Agents identify MCP context by the availability of four tools: executeReadOnlySQL, executeWriteSQL, readSecurityRule, and writeSecurityRule. Reads must use executeReadOnlySQL; all writes and DDL must use executeWriteSQL; security inspection and updates use readSecurityRule and writeSecurityRule respectively. Agents must run careful SELECTs first, summarize destructive actions, and avoid SDK initialization or mixing application auth flows when acting as MCP agents.

When to use it

  • Inspecting or querying table data safely (use executeReadOnlySQL).
  • Performing data modifications, migrations, or DDL (use executeWriteSQL).
  • Reviewing current table access rules (use readSecurityRule).
  • Applying or tightening table security (use writeSecurityRule).
  • Never for building Web/Node apps or handling auth flows—use app-specific SDK skills instead.

Best practices

  • Always run limited SELECTs (filters + LIMIT) before any write or schema change.
  • Explicitly summarize intended destructive SQL (DELETE/UPDATE/DROP) and obtain confirmation.
  • Prefer standard security rule types (READONLY, PRIVATE, ADMINWRITE, ADMINONLY) before CUSTOM.
  • Validate changes by re-reading data or rules after executeWriteSQL or writeSecurityRule.
  • Do not initialize CloudBase SDKs in MCP flows; use only the MCP tools listed.

Example use cases

  • List the 50 most recent active users with executeReadOnlySQL to verify a migration target.
  • Seed or fix malformed rows via a controlled executeWriteSQL after confirming affected rows with SELECT.
  • Apply an ALTER TABLE to add an index during maintenance, preceded and followed by validation queries.
  • Change a table from READONLY to PRIVATE by reading rules, explaining intent, then calling writeSecurityRule.
  • Audit who can write to a sensitive table by calling readSecurityRule and documenting findings.

FAQ

Why must I avoid SDKs in MCP agent flows?
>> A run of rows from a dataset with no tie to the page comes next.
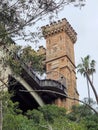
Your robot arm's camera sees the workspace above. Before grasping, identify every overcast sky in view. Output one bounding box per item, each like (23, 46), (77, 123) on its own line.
(17, 0), (98, 99)
(59, 0), (98, 99)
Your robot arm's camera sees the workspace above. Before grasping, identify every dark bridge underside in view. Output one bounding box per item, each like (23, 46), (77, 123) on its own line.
(8, 57), (66, 111)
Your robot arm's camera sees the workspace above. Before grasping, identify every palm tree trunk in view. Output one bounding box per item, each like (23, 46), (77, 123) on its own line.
(86, 72), (98, 104)
(86, 77), (90, 105)
(0, 100), (2, 130)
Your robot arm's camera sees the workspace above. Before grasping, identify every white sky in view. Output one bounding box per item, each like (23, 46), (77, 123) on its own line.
(59, 0), (98, 99)
(17, 0), (98, 99)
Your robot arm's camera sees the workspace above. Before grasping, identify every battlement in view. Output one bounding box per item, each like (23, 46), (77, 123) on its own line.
(42, 18), (77, 43)
(37, 46), (46, 55)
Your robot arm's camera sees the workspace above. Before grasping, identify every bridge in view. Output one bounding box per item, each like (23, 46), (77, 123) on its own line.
(8, 56), (67, 111)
SDKs are intended for application code and depend on app auth state; MCP tools provide agent-level access for ad-hoc SQL and rule management without coupling to app credentials.

What tool should I use for a SELECT that verifies rows before deletion?

Use executeReadOnlySQL with appropriate WHERE filters and a LIMIT to verify the exact rows before calling executeWriteSQL for deletion.

Can I use CUSTOM security rules by default?

Prefer standard rules first; use CUSTOM only when standard types cannot express needed logic and document the intent clearly when applying it.